[Introduction à la deuxième partie] L'entrée en littérature
- Publication type: Book chapter
- Book: Simone de Beauvoir, l’existence comme un roman
- Pages: 225 to 226
- Collection: Studies in Twentieth and Twenty-First-Century Literature, n° 62
Ce fut une lente reconquête qui s’amorça au printemps 1931, lorsqu’il me fallut décider de mon avenir immédiat (FA, 100).
À peine sortie de ses années de formation et de genèse de soi, Beauvoir entre dans une nouvelle décennie : les années trente. Elle quitte l’univers rassurant et protecteur des Cahiers de jeunesse avec la nécessité et l’urgence de faire des choix déterminants pour son avenir, de poursuivre, coûte que coûte, l’entreprise de « création continuée1 » dans laquelle elle s’est engagée. Il faudra encore quelques années à la jeune femme avant d’achever sa métamorphose décisive, celle qui consiste à passer définitivement de « l’école » à la littérature et d’être « au sens essentialiste du mot, un écrivain2 ».
Dans le film de Josée Dayan et Malka Ribowska, intitulé Simone de Beauvoir, Sartre revient sur les débuts de l’activité littéraire de sa compagne. C’est vers l’âge de quinze ans, c’est-à-dire en 1923, que Beauvoir a voulu écrire, et de manière décisive. « Sur un carnet comme en ont les jeunes filles – on me demandait quelles étaient mes préférences, mes fleurs favorites, etc., ce que je voulais être plus tard –, j’avais écrit, sans hésiter du tout : un écrivain célèbre. » Tout en reconnaissant, dans cette vocation, l’influence du père, qui vouait un culte pour la littérature, elle affiche les deux raisons qui l’ont fait tendre vers l’activité littéraire : « Il y avait donc à la fois le goût de la célébrité et celui de l’écriture proprement dite qui venait de mon amour pour la lecture3 ». Dans un entretien avec Michel Sicard, en juillet 1978, elle reconnaîtra que la philosophie, bien qu’elle l’intéressât, n’était pas sa vocation4. Ce 226bilan rétrospectif qui adopte un point de vue tranché sur la question de la vocation est à nuancer si l’on tient compte de cette période de latence et d’hésitations – le début des années trente – pendant laquelle Beauvoir tente d’ajuster sa position à sa nouvelle situation, forcée puis assumée : celle du professorat.

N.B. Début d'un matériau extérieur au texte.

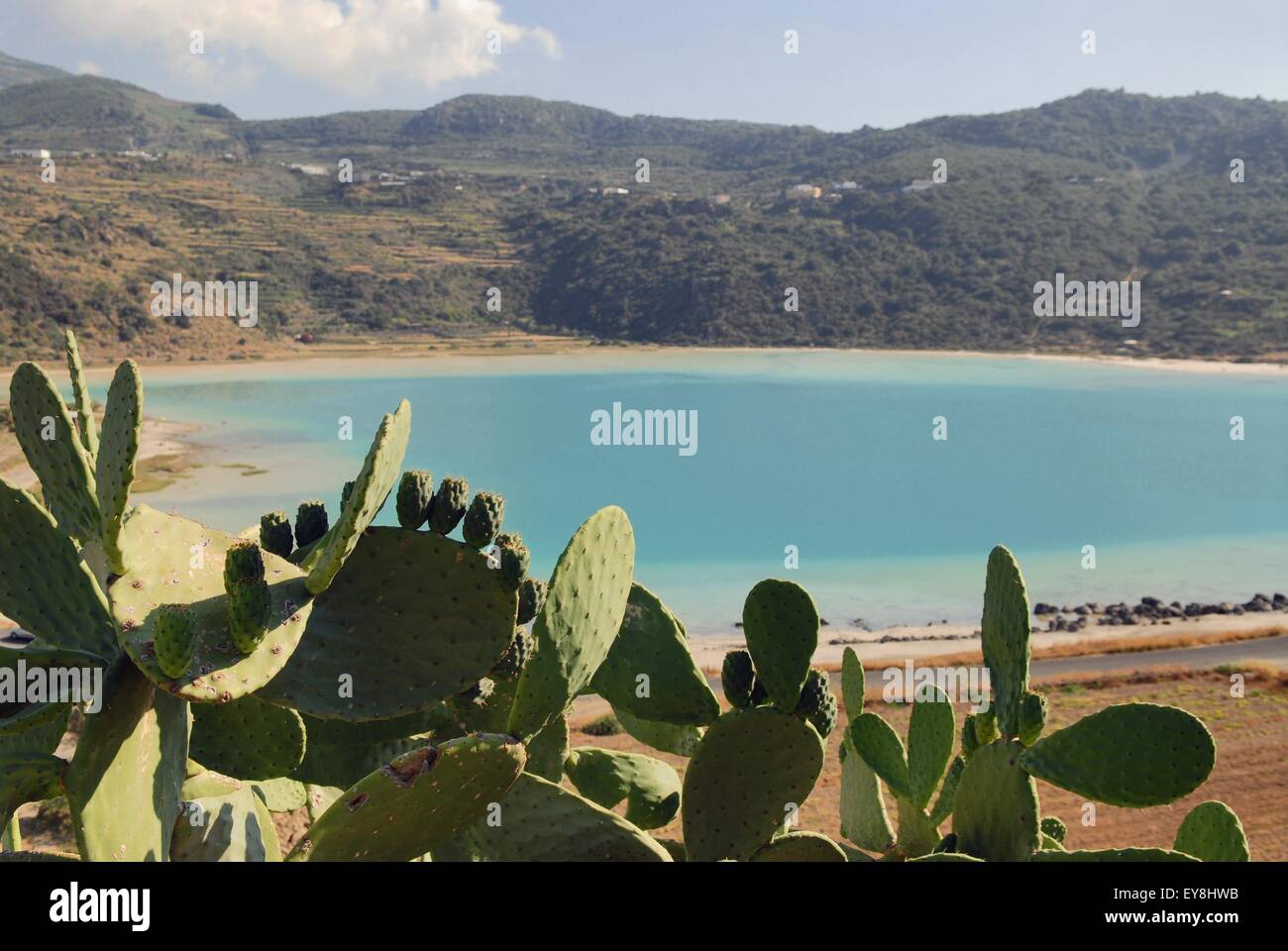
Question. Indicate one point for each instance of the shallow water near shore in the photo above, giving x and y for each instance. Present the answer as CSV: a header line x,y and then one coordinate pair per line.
x,y
829,453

En effet, la vocation littéraire, si elle puise ses racines dans l’enfance de Simone, se voit concurrencée par une autre mission, celle du professorat, qui vient se substituer en partie, du moins pour quelques temps, à l’activité créatrice. La position ambiguë qu’adopte Beauvoir par rapport à l’activité professorale, faite d’attraction et de répulsion, mais aussi par rapport à l’activité d’écriture, invite à poser l’hypothèse d’une double vocation, du moins d’une vocation concurrentielle, ce qui distingue nettement la future écrivaine de la position tenue à la même époque par Sartre, privilégiant systématiquement l’écriture sur l’enseignement.
1 J’emprunte cette expression à S. Le Bon de Beauvoir (cf. « Introduction » aux CJ, p. 40).
2 Simone de Beauvoir, film de Josée Dayan et Malka Ribowska, réalisé par José Dayan, Paris, Gallimard, 1979, p. 23.
3 Ibid., p. 17.
4 « S. de B. : Moi depuis que je voulais écrire, c’est-à-dire à peu près depuis mon adolescence et même presque avant, c’était des romans : la philosophie m’intéressait énormément quand j’en ai fait, mais ce n’était pas exactement ce que j’aurais pu appeler ma vocation » (« Entretien avec Simone de Beauvoir et Jean-Paul Sartre », réalisé par Michel Sicard en juillet 1978, repris dans Sartre, Obliques, no 18-19, 1979, p. 327).